Categories: Book Reviews

The Sloan Digital Sky Survey: “A Grand and Bold Thing”


If you do a search of articles on Universe Today, you’ll find that a large number of our posts reference the Sloan Digital Sky Survey. SDSS is a comprehensive survey to map the sky, using a dedicated 2.5 meter telescope equipped with a 125- megapixel digital camera and spectrographs. Since 2000, SDSS has created terabytes of data that include thousands of deep, multi-color images, covering more than one-quarter of the sky. SDSS is literally changing the way astronomers do their work, and represents a thousand-fold increase in the total amount of data that astronomers have collected to date. In a new book, “A Grand and Bold Thing; An Extraordinary New Map of the Universe Ushering in a New Era of Discovery,” science journalist Ann Finkbeiner tells the story of how SDSS came about (frighteningly, the survey almost didn’t happen), delving into some of the discoveries made as a result of this survey, and sharing how even armchair astronomers are now probing the far reaches of the Universe with SDSS.

SDSS has measured the distances to nearly one million galaxies and over 100,000 quasars to create the largest ever three-dimensional maps of cosmic structure. It also spawned one of our favorite citizen science projects: Galaxy Zoo.

For three years, Ann Finkbeiner researched and interviewed astronomers to get the story behind SDSS, to tell the little-known story of this grand project, and how it soon grew into a far vaster undertaking than founder Jim Gunn could have imagined.

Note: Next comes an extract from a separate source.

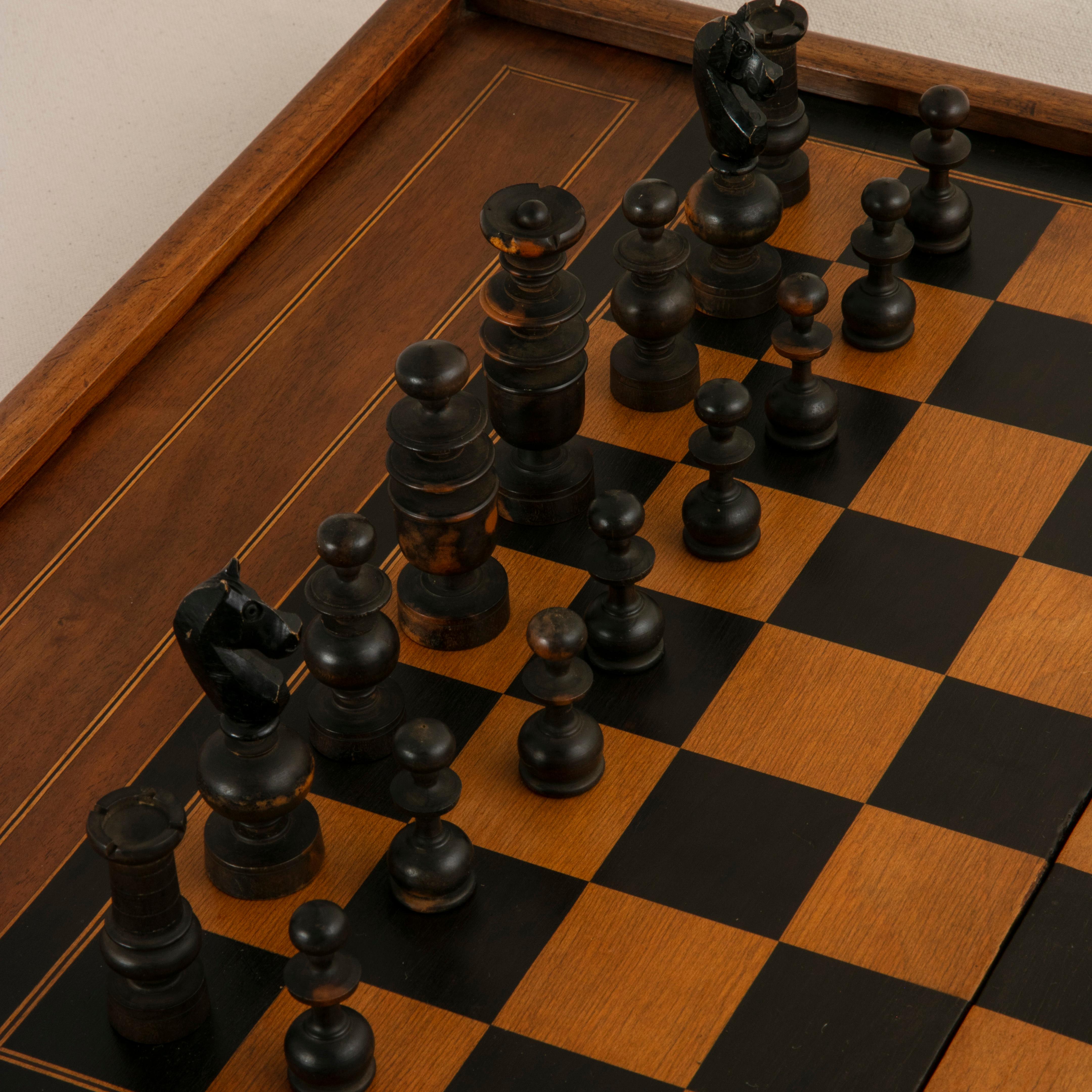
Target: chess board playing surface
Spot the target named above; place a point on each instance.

The book is extremely readable, and Finkbeiner captures the personalities who brought the project to life. If you thought Earth-based observing was passe, this book will make you re-think the future of astronomy.

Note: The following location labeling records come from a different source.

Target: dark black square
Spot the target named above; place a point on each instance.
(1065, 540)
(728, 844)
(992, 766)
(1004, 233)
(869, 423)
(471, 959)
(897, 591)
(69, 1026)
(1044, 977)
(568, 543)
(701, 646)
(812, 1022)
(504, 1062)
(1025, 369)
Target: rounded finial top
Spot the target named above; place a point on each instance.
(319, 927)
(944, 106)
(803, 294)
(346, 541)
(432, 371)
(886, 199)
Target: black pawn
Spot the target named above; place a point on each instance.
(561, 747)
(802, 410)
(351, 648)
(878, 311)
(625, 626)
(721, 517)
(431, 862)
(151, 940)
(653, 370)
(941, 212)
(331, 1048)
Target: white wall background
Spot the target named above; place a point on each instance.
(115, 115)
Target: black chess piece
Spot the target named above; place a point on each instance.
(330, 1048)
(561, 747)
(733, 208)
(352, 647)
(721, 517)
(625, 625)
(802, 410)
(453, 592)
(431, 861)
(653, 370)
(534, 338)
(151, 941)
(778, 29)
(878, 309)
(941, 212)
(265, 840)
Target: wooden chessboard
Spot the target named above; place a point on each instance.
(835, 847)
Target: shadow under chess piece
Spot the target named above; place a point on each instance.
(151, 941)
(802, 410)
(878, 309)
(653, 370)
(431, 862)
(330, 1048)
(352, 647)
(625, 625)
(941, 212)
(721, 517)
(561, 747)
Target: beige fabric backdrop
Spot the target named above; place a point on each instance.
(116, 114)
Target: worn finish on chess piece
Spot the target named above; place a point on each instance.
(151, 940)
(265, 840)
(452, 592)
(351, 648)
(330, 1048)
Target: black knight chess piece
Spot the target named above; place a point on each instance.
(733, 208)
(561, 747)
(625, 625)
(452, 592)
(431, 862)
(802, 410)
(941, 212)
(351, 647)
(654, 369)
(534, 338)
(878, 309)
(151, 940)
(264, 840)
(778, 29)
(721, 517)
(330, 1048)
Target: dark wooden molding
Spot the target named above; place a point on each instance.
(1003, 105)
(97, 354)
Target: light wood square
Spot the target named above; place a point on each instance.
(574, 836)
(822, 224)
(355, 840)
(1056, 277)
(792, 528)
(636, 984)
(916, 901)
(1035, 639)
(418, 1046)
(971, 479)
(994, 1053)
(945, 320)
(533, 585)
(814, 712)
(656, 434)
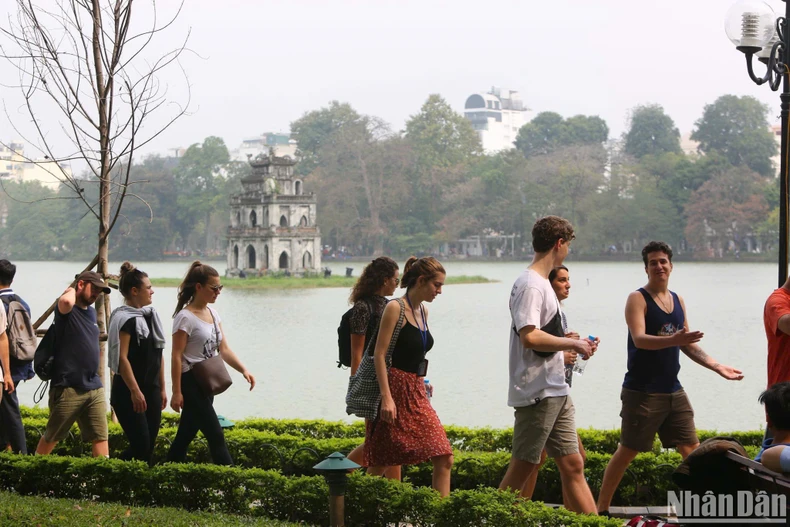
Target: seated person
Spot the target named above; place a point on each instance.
(775, 455)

Finkbeiner is a freelance science writer who has been covering astronomy and cosmology for over two decades. She has written feature articles for Science, Sky & Telescope, Astronomy, and more, with columns for USA Today, and Defense Technology International. She is co-author of The Guide to Living with HIV Infection (Johns Hopkins University Press, 1991; sixth edition, 2006), which won the American Medical Writers Association book award. She is also author of “After the Death of a Child,” and “The Jasons,” which won the American Institute of Physics’ Science Writing Award in 2008.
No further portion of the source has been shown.